Maybe it’s all that cold, dark and ice; stuck inside with nothing else to do for a lot of days must be conducive to composition. At least it feels that way with regard to Canada, since this huge but relatively sparsely-populated space has what seems a disproportionate number of composers that I just love.
And now the Canadian Music Centre has made it awfully easy for YOU to love them as well; at their site you’ll now find a service called CentreStreams, which offers streaming access to the Ann Southam Audio Archive. This comprises a huge number of concert and radio recordings made by the CBC, of Canadian composers A to Zed. Not only that: where else could you find 41 (!) archival recordings of seminal Canadian composer Claude Vivier‘s music — with no less than 6 (!!) different versions of Pulau dewata — all at your computer’s beck and call? They also have a nifty feature that can give you a random paylist by genre (piano, orchestra, vocal, etc.), so your listening experience is never the same twice. Many composers even have the scores of works freely available as PDF files.
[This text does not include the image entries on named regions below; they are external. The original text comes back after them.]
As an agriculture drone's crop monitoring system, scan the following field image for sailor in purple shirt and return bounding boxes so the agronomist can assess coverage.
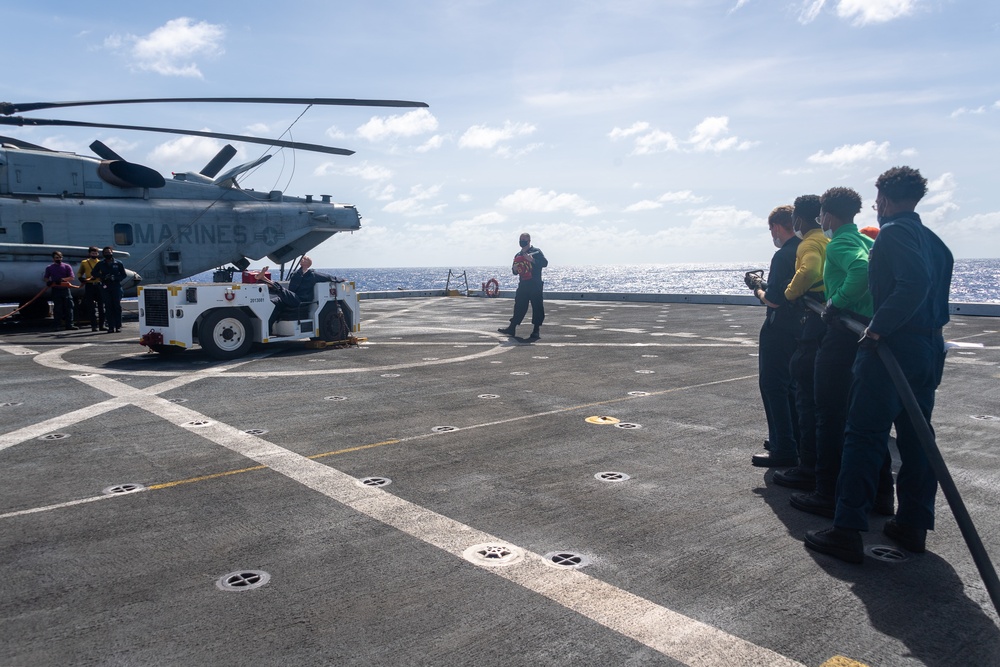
[43,250,79,329]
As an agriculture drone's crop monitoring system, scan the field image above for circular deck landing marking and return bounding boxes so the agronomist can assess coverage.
[542,551,590,570]
[462,543,524,567]
[215,570,271,591]
[865,544,910,563]
[584,415,621,424]
[101,482,146,496]
[357,477,392,486]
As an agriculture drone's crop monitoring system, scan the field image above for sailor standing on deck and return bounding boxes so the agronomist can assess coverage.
[758,195,829,482]
[746,205,801,468]
[79,246,104,331]
[497,233,549,340]
[42,250,79,329]
[805,167,954,563]
[93,246,128,333]
[788,187,893,519]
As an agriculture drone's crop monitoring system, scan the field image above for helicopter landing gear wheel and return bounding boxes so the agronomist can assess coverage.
[319,303,351,343]
[198,308,253,359]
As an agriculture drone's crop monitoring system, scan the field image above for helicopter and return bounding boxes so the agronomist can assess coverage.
[0,97,428,317]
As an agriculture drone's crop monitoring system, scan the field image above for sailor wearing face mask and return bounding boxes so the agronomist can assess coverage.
[745,205,802,467]
[91,246,127,333]
[42,250,79,329]
[497,233,549,340]
[772,195,829,491]
[789,188,893,518]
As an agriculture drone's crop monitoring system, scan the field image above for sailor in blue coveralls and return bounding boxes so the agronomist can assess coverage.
[806,167,954,563]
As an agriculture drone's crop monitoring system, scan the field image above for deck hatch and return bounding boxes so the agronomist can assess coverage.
[215,570,271,591]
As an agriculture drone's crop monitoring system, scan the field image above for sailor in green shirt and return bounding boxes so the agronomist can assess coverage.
[789,187,893,518]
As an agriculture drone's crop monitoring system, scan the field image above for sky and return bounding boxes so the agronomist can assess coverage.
[0,0,1000,268]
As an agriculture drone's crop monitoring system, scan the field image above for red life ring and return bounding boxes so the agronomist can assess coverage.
[483,278,500,298]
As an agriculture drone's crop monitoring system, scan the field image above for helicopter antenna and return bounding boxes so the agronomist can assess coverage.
[0,116,354,155]
[0,97,427,116]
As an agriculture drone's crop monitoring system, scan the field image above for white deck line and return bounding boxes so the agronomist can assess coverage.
[50,369,802,667]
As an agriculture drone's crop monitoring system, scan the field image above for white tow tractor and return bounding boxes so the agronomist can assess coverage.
[139,272,361,359]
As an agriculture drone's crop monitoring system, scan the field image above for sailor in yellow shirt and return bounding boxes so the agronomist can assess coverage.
[773,195,830,492]
[77,246,104,331]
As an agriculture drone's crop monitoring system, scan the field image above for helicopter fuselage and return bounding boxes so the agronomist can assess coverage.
[0,145,361,302]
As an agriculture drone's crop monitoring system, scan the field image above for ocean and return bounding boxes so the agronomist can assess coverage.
[227,259,1000,303]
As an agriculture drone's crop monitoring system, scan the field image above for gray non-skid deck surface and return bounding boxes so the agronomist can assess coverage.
[0,298,1000,666]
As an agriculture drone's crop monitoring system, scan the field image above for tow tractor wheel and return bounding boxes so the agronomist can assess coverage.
[319,302,351,343]
[198,308,253,359]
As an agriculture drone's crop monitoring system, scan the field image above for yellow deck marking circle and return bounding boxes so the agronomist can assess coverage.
[819,655,868,667]
[586,415,621,424]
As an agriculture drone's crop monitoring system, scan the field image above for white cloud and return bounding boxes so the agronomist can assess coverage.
[345,162,392,181]
[608,116,756,155]
[688,116,755,153]
[625,199,663,213]
[417,134,444,153]
[625,190,707,213]
[325,125,347,139]
[799,0,917,27]
[608,121,649,139]
[497,188,600,216]
[806,141,889,167]
[951,104,996,118]
[382,185,447,215]
[458,120,536,150]
[727,0,750,14]
[150,137,223,164]
[837,0,916,26]
[104,17,226,79]
[358,109,438,141]
[799,0,826,23]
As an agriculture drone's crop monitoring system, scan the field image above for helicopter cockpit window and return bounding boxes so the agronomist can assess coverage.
[21,222,45,243]
[115,224,134,245]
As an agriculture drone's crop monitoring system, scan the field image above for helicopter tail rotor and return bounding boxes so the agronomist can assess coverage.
[198,144,236,178]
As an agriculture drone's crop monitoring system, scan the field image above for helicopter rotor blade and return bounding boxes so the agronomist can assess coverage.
[0,116,354,155]
[0,97,427,116]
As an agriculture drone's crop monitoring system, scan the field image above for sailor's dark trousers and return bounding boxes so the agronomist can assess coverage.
[791,310,826,471]
[510,280,545,329]
[833,329,944,530]
[757,313,798,458]
[814,325,892,501]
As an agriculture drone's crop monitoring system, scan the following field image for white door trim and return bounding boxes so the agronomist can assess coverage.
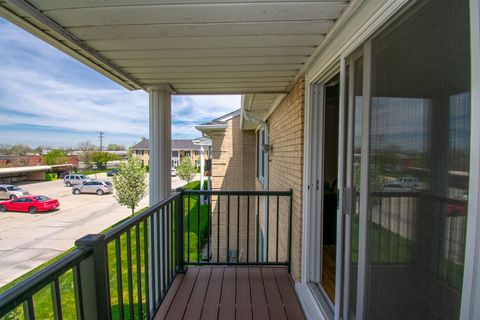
[460,0,480,320]
[299,0,414,315]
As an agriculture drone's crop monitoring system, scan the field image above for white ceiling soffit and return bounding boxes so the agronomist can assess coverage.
[0,0,349,94]
[240,93,286,130]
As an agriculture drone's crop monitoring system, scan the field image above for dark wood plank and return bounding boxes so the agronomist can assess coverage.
[165,267,200,320]
[183,267,212,320]
[273,268,305,320]
[235,267,252,320]
[261,267,287,320]
[248,267,270,320]
[201,267,224,320]
[218,267,236,320]
[154,273,184,320]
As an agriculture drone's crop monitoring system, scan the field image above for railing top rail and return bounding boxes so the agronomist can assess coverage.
[0,248,92,317]
[183,190,293,196]
[105,192,181,242]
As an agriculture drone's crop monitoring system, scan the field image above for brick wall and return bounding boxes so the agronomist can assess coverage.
[211,116,255,261]
[256,80,305,281]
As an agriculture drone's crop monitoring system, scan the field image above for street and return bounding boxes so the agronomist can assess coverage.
[0,174,190,287]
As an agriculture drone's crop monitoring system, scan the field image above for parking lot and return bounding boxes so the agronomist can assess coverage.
[0,174,190,287]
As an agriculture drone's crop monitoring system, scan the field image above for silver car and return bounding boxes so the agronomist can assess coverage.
[72,180,113,196]
[0,184,30,200]
[63,174,92,187]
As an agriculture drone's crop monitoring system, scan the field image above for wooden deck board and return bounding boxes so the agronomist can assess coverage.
[218,267,236,320]
[183,267,212,320]
[202,267,223,320]
[165,268,200,320]
[274,268,304,319]
[261,268,287,320]
[154,273,185,320]
[248,268,270,320]
[155,266,305,320]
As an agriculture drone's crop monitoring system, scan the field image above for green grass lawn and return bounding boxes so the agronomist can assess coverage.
[0,181,208,320]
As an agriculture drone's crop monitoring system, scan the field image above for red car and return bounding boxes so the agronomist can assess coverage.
[0,196,60,213]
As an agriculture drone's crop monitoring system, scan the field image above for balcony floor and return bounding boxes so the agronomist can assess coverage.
[155,266,305,320]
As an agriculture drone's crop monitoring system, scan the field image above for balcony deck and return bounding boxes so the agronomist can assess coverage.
[155,266,305,320]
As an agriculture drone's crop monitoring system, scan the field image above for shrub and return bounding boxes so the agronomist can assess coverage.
[45,172,58,181]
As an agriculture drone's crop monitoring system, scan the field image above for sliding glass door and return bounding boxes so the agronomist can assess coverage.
[341,0,471,320]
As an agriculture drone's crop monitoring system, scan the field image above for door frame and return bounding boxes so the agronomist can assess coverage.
[460,0,480,320]
[296,0,416,319]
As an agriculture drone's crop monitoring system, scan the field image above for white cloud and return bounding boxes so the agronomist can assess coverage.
[0,19,240,145]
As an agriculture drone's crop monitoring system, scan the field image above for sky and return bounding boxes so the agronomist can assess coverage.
[0,17,240,147]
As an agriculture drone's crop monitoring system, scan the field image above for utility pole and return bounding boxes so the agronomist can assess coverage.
[98,131,105,151]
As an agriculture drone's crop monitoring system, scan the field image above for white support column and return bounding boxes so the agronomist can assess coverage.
[148,85,172,314]
[200,146,205,204]
[148,85,172,206]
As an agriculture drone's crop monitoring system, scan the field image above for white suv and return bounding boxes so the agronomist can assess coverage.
[63,174,92,187]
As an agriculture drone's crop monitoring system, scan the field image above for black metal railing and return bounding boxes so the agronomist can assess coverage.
[0,189,292,319]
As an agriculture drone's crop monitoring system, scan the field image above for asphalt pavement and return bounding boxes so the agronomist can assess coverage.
[0,174,190,287]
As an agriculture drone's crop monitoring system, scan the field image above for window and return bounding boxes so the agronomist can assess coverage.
[257,127,267,183]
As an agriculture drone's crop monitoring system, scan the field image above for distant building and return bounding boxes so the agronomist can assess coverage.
[132,138,208,167]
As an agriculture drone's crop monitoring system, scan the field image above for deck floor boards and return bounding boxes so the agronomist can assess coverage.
[155,266,305,320]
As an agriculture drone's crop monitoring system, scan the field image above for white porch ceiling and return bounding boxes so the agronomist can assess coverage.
[0,0,349,94]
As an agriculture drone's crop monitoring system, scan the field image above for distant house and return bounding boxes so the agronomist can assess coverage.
[195,109,255,190]
[131,138,208,167]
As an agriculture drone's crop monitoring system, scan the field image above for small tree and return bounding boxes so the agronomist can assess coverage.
[90,151,120,168]
[177,157,196,188]
[113,157,147,216]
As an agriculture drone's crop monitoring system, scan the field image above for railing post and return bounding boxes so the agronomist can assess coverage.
[75,234,110,320]
[287,189,293,273]
[175,188,185,272]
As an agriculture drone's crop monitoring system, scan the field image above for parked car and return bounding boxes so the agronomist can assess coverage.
[72,180,113,196]
[0,195,60,213]
[383,183,415,193]
[391,177,420,188]
[0,184,30,200]
[107,169,118,177]
[447,193,468,216]
[63,174,92,187]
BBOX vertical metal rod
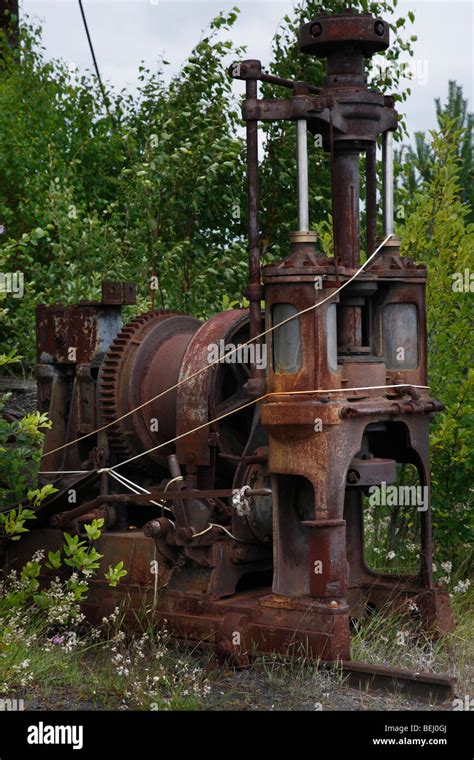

You do have to register (free) to get the streams, but it’s quick and painless. CentreStreams is accessible from the CMC homepage, but even easier is heading to the “find a composer” section and browsing the alphabet. Besides the established names there’s also a fair collection of the young guns as well, so you can be right expert on contemporary Canadian music in no time! Personal favorites old and new, that I can pretty well guarantee for excellence, are John Rea, Claude Vivier, Emily Hall, Aaron Gervais (all four pictured above), José Evangelista, R. Murray Schafer, Melissa Hui, John Mark Sherlock, Linda Catlin Smith, Allison Cameron, Rodney Sharman, Monique Jean, Gyula Csapo, Louis Dufort, Gilles Tremblay, John Kosrud, Chiyoko Szlavnics… the list goes on and on. What better way to pass a little of your own closed-in winter days, than discovering some new favorite piece or composer?